How to Make a Brother
The sun shone bright and blinding and was reflected by the calm morning sea below. It had not adhered to the slowness of the early day and made it fatiguing to wait at the station hungover and with no shade. Before the station stretched a long beach and the heat rose off the beach in waves, and it was difficult to know if there was water or only more sand and sky.

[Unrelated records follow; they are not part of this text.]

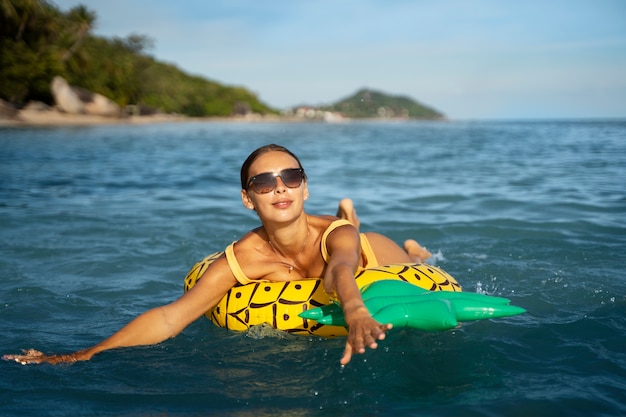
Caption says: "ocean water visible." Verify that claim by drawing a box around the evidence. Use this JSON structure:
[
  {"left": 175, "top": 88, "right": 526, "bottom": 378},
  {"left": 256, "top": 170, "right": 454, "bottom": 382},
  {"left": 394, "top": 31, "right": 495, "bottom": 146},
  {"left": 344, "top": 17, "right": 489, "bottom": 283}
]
[{"left": 0, "top": 121, "right": 626, "bottom": 416}]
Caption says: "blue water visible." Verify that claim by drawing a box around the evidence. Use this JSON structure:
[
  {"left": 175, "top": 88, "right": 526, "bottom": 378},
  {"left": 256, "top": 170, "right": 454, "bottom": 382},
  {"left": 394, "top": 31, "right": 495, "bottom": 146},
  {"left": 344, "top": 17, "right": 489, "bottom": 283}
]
[{"left": 0, "top": 121, "right": 626, "bottom": 416}]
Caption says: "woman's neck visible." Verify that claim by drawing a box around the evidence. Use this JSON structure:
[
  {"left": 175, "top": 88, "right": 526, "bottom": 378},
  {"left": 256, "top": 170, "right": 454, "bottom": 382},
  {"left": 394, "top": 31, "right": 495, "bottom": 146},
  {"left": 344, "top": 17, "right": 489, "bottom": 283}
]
[{"left": 263, "top": 214, "right": 311, "bottom": 260}]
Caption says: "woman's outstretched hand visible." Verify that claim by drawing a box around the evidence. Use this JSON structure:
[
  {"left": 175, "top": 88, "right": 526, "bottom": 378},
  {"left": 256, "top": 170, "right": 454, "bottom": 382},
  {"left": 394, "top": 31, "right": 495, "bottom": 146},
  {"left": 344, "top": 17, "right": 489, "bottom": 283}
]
[
  {"left": 2, "top": 349, "right": 89, "bottom": 365},
  {"left": 340, "top": 306, "right": 392, "bottom": 365}
]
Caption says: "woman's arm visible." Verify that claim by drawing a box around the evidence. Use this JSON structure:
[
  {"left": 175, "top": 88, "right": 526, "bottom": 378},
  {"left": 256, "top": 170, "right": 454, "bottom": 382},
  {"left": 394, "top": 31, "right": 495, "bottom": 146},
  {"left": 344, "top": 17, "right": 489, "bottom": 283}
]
[
  {"left": 324, "top": 226, "right": 391, "bottom": 365},
  {"left": 2, "top": 256, "right": 236, "bottom": 365}
]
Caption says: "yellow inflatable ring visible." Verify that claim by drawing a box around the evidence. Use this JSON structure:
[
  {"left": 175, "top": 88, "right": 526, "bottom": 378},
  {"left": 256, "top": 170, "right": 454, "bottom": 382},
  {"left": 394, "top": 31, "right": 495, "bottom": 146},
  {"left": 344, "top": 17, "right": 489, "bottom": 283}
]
[{"left": 184, "top": 252, "right": 461, "bottom": 337}]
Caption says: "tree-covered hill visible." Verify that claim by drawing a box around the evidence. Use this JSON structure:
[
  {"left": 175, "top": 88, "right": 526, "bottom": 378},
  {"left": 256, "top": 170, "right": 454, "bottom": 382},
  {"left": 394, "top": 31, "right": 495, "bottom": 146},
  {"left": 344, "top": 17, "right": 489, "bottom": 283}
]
[
  {"left": 322, "top": 89, "right": 444, "bottom": 119},
  {"left": 0, "top": 0, "right": 276, "bottom": 116}
]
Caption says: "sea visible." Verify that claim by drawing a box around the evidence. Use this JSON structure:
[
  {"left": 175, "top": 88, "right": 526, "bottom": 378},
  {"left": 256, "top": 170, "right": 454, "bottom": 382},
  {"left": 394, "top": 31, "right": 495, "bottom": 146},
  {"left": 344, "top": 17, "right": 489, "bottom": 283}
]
[{"left": 0, "top": 120, "right": 626, "bottom": 417}]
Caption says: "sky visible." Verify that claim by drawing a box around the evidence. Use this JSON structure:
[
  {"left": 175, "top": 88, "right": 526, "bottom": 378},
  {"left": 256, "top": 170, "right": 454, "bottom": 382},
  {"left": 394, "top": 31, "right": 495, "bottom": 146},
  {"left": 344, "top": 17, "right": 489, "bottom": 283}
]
[{"left": 53, "top": 0, "right": 626, "bottom": 120}]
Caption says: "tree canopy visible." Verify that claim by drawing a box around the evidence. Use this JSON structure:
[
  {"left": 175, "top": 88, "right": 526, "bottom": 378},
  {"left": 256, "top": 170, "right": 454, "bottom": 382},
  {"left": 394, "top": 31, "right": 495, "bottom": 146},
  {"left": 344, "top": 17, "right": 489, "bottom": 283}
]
[{"left": 0, "top": 0, "right": 276, "bottom": 116}]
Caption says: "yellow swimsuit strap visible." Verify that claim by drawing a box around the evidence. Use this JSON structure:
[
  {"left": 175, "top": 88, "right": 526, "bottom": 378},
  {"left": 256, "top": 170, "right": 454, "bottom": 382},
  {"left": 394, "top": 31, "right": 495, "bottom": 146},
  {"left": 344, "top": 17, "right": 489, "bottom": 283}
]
[{"left": 224, "top": 242, "right": 269, "bottom": 285}]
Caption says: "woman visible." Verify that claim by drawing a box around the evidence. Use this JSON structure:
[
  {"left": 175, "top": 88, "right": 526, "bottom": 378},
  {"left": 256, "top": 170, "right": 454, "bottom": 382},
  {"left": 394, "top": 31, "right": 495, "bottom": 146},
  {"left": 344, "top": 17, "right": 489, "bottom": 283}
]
[{"left": 3, "top": 145, "right": 430, "bottom": 365}]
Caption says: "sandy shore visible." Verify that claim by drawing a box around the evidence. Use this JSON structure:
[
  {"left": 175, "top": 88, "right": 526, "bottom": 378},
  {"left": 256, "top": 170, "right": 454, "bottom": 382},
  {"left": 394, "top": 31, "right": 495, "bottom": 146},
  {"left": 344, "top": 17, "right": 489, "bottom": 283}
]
[
  {"left": 0, "top": 109, "right": 189, "bottom": 126},
  {"left": 0, "top": 109, "right": 291, "bottom": 127}
]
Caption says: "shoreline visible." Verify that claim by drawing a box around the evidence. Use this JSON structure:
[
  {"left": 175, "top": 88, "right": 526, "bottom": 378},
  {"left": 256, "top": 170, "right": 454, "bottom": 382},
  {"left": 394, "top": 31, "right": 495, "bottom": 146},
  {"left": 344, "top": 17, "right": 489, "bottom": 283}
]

The two sat inside the station awhile in silence. There was a humming chatter and bustle and urgency. The other passengers’ aversion made them stale and sweaty, and their bags made them sweaty, though they sat on the ground next to the two. Only the sound of the passing regular metro eased them.
“This heat is unbearable,” the younger one said.
He watched as passengers shoved by each other to board the crowded metro. A few were in the way of the automatic doors and were pushed out cursing. Five minutes later another one would come, empty.
“Ain’t that bad,” the older said. “Just got to accept it. Besides, it’s still early in the summer.”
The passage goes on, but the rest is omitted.